Five airports are experimenting with private screeners, and all want to
continue - primarily because by positioning screeners where they are
most needed, they have reduced passenger hassles. The airports are in
San Francisco, Kansas City, Rochester, N.Y., Jackson Hole, Wyoming and
Tupelo, Mississippi.

If an airport went to private security, it would be required to follow
TSA guidelines, and the TSA would pay the screeners. Although that would
seem to dictate the number of screeners who can be hired, an airport
might be able to employ even more if it uses federal passenger charges
and its federal allocation money.

Ft.Lauderdale-Hollywood, Florida Airport, one of the few in the nation
which has shown a significant increase in traffic and travel since
September 11th, is debating whether to opt-out of the TSA screener
program after November, and go private. MIA (Miami International), the
nation's third largest foreign departure airport also is considering it.

Along with normal security breeches, some of the major problems people
and the airlines cite about the TSA is that they significantly overhired
staff, so much so that Congress mandated they cut the number of
screeners from 55,000 to 45,000; failed to do adequate background
investigations on those hired, particularly on those with runway,
airplane jetway, fueling, catering, loading and backdoor access; cargo
carriers; failed to train screeners in proactive customer friendly
service (TSA is noted for treating every person exactly the same -
including elderly, infants, infirmed and handicapped, not in the best
interests of the customer service oriented airline industry), and
essentially that TSA is "window dressing" and not much different than
the private screening which was done before September 11th.

Granted there are over 400 airports in the United States to cover, that
was a tremendous pipeline to fill the "alleged" security void after
September 11th, and we haven't had a significant terrorist incident
since then.

But the question is - do you feel safer with TSA at the controls now
under the administration of the Federal government, or would you feel
safer with the screener operation at your local, or most used airport or
destination airport, under the control of the individual airport, and
airlines?

I would imagine this sort of question may come up in the Presidential
election this November, so just curious, since I fly regularly out of
FLL, usually on Southwest. My personal opinion is that TSA isn't much
better than what we had in the past with private screeners, and a return
to that - with the September 11th terrorist attack 2 1/2 years past,
would probably be sufficient, less costly, and greatly enhance service.
Than again, another terrorist incident, and people will stop flying - a
terrible blow to the nation's economy.
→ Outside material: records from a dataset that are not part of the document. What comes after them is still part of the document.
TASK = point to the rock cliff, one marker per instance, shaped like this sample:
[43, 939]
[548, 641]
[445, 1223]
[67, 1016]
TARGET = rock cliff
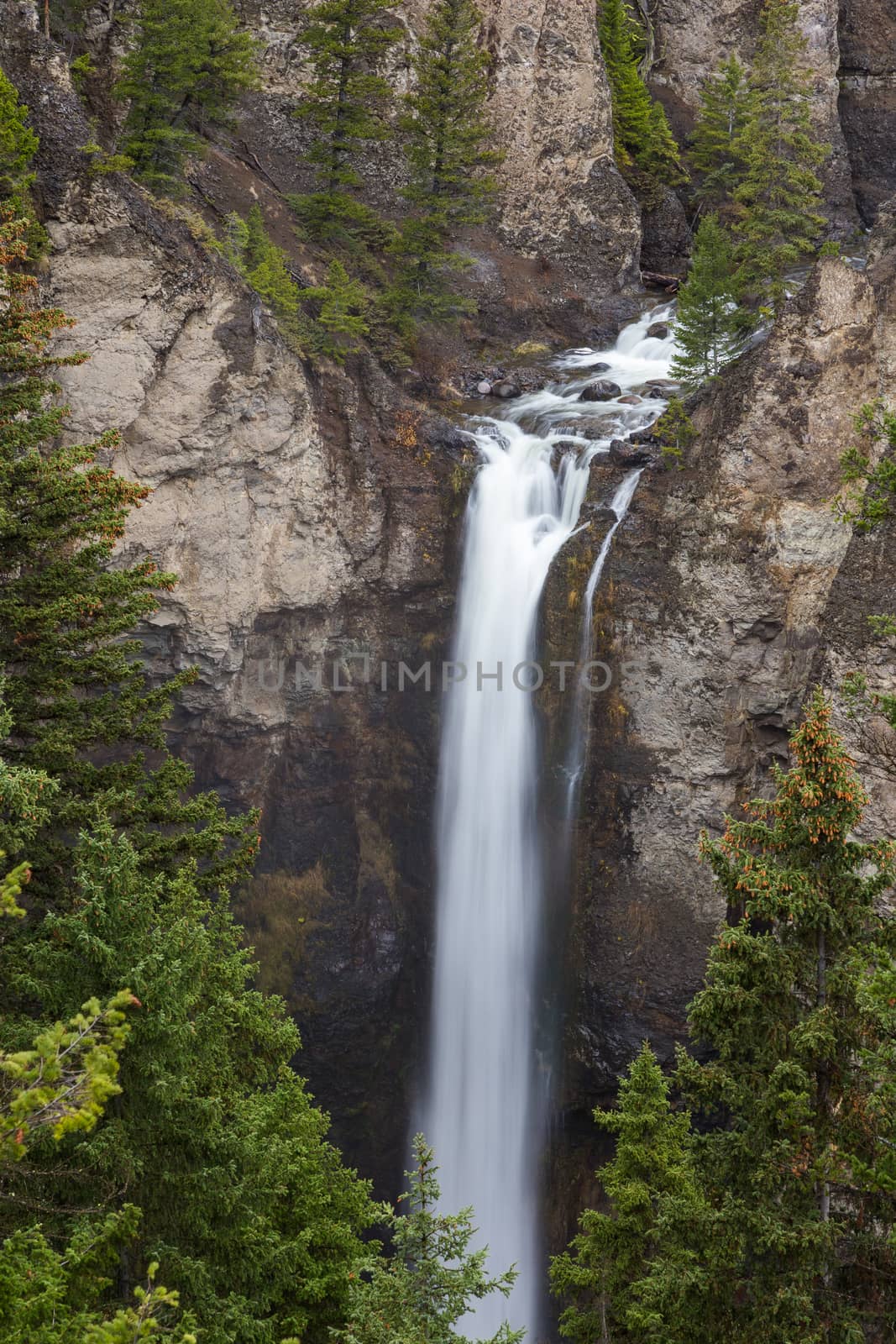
[313, 521]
Who better to run airport
security, the government, or private?

The Air Marshal Service, increased pilot training in carrying firearms,
and including the cargo plane's pilots in the umbrella for those
authorized to carry firearms on board. are areas where TSA has made more
significant strides than passenger / luggage screening, where they often
over-react and cause tremendous traffic delays. Granted, it is always
better to be down here wishing you were up there, than up there writing
about this stuff down here. Comment?